Radioactive Isotopes in Medicine: Handling, Applications, and Safety Measures: A Review

Many elements on Earth occur in various atomic configurations called isotopes, which have identical atomic numbers but vary in atomic mass.  Un-stable elements undergo disintegration through energy emission; isotopes that emit radiation are termed radioisotopes.  The application of these isotopes in sectors including manufacturing, farming, medical services, and research institutions is presently of considerable significance.  In the medical field, these isotopes are employed in nuclear medicine for diagnostic and therapeutic uses.  Radionuclide imaging, or functional imaging, represents a medical specialty that uniquely enables the evaluation of physiological changes resulting from biochemical abnormalities, utilizing the radiotracer technique.
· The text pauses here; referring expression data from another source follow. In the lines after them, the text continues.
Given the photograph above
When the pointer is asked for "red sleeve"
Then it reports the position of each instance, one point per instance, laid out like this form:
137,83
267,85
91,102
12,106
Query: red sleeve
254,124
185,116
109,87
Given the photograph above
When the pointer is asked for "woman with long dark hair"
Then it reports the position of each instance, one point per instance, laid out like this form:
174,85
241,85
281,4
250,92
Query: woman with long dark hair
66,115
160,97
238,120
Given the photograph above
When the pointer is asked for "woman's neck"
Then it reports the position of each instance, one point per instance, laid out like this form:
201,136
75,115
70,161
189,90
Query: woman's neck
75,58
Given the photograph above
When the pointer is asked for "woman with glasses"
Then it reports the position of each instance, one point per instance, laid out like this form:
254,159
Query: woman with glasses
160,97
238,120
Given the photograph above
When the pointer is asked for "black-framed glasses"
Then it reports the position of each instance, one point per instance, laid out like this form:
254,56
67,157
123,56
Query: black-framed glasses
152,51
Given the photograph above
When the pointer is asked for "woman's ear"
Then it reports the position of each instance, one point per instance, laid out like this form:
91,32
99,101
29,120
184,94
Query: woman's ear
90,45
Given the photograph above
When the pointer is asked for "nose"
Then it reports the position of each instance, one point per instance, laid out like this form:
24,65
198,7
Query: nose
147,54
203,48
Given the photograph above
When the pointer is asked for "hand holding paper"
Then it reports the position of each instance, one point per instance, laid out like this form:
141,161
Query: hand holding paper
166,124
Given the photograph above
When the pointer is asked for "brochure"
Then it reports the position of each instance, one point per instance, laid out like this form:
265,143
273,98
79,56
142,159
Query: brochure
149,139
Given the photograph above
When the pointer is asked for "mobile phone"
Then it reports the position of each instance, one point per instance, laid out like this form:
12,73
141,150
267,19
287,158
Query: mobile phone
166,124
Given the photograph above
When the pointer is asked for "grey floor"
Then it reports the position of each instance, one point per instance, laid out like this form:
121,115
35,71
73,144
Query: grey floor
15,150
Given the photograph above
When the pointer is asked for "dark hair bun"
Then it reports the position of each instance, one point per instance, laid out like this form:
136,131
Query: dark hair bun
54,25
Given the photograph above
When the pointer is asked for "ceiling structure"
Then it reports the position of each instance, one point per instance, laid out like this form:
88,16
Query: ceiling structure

   Radioisotopes play a pivotal role in modern medicine, being widely used in diagnosis and therapy, contributing to improved disease detection accuracy and treatment effectiveness. In diagnostics, isotopes like technetium-99m (Tc) have been utilized in organ imaging via single-photon emission computed tomographic (SPECT), whereas fluorine-18 (F) was a crucial component in positron emission tomography (PET), facilitating the high-resolution identification of metabolic alterations within tissues.  In therapy, isotopes like iodine-131 (I) were utilized to address thyroid diseases, while lutetium-177 (Lu) is an effective targeted therapy for some cancers. Despite the significant benefits of radioisotopes, challenges related to their availability, high cost, and radiation risks remain, necessitating the development of safer technologies and the production of isotopes using more efficient methods. The future of nuclear medicine depends on continued progress in targeted radiation therapy, improved imaging methods, and enhanced safety measures to ensure maximum therapeutic benefit with the least possible risks.